Acaso lo más preocupante son las dificultades y limitaciones que exhibe el sistema judicial para sancionar éstas y otras conductas disvaliosas que afectan el correcto funcionamiento de la Justicia. Si hubiese un buen gobierno del Poder Judicial estos hechos deberían ser sancionados y los magistrados que los protagonizan sometidos a enjuiciamiento. Empero, como se sabe, esto no es lo que suele ocurrir en la práctica.
Se han conocido en los últimos meses muchas reuniones de jueces y fiscales con altos funcionarios de Gobierno, influyentes empresarios y otros personajes con poder, en circunstancias poco claras, sin que el Consejo de la Magistratura ni la Corte Suprema de Justicia hayan dicho o hecho absolutamente nada al respecto. Estos actos, antes aislados y excepcionales, ahora son cada vez más reiterados y algunos alcanzan trascendencia pública. De este modo se va desintegrando moralmente el Poder Judicial, hasta quedar reducido a retazos. Y con los retazos difícilmente se logre una Justicia más eficiente.
Ello demuestra que hay un abandono del control de estas prácticas judiciales y un cierto temor a involucrarse en esos asuntos porque se cree que hacen a la privacidad o intimidad de los jueces, aunque muchas veces esa misma privacidad (hoy expuesta en medios y redes sociales) contribuye a degradar aún más la reputación del Poder judicial. El recordado caso del controvertido juez federal Norberto Oyarbide es un claro ejemplo de esta degradación institucional.
Tal como lo advierte Andruet, no se trata de que los jueces vivan en una torre de cristal, alejados de la realidad. Todo lo contrario. Más tampoco se puede pasar del “republicanismo judicial al libertinaje judicial”. A veces a los funcionarios judiciales les cuesta asumir que tienen límites y que éstos son “inversamente proporcionales a las garantías” que la Constitución les concede. En definitiva, esas garantías están destinadas a tutelar la función judicial, en defensa de los derechos de los ciudadanos.
En este contexto, es necesario devolverle a la sociedad alguna cuota de credibilidad en el Poder Judicial. Los códigos de ética contribuyen a esto pero no resuelven todos los problemas.
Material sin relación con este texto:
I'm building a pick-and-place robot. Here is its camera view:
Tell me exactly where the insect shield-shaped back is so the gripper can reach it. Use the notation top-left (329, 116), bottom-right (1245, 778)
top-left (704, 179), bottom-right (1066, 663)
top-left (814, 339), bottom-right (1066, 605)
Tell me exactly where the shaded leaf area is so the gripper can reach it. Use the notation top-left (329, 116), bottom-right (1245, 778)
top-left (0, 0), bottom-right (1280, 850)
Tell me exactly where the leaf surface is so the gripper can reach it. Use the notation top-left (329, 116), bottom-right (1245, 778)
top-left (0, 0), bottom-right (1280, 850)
En Córdoba, hace 18 años que está en vigencia el código de ética judicial y, sin embargo, “seguimos teniendo muchos problemas”, como lo reconoce sin abundar en detalles el titular del Tribunal de Ética de la Justicia local.
A nivel federal el panorama no es más auspicioso. En el Consejo de la Magistratura la cuestión ética es meramente cosmética. La evaluación de los “estados psicológicos” y “comportamientos morales” de los magistrados debería ser realizada periódicamente, sin embargo, eso no se hace en nuestro país. Los jueces son nombrados y, como sus cargos son vitalicios, luego nunca más son evaluados. Por imperio de las normas constitucionales en vigor, sólo pueden ser removidos por mala conducta, pero este procedimiento se activa en supuestos de notoria gravedad. De este modo, sea cual fuere su desempeño, la inmensa mayoría de los jueces permanecen en funciones hasta que acceden a los beneficios de la jubilación.
Con relación a la situación de la jueza Suárez, cuyo análisis motiva esta columna, lo más probable es que todo termine con un apercibimiento o un simple llamado de atención, a fin de que cuide su comportamiento en adelante, y no mucho más. Por lo común, los que conducen el Poder Judicial prefieren no ingresar al campo de las sutilezas que se vinculan con la “construcción moral” de aquellos que se encargan de administrar justicia, aunque este último aspecto resulte esencial para el ejercicio adecuado de la función judicial.
La reconstrucción moral del Poder Judicial es la condición necesaria para que la sociedad vuelva a confiar en la Justicia, o mejor dicho, en quienes la administran en los casos concretos. Con el nivel de desconfianza actual es ilusorio pensar en un Poder Judicial que cumpla su función con una eficiencia razonable. La independencia judicial (que hoy también está en el tapete) no puede garantizar por sí el correcto funcionamiento de este poder del Estado.
Y si esta reconstrucción no se concreta a la brevedad, seguramente nuestra calidad de vida republicana se verá afectada cada vez más. Es tiempo ya de que los magistrados y funcionarios judiciales, en ejercicio de su elevada responsabilidad, comiencen a advertirlo y actúen en consecuencia.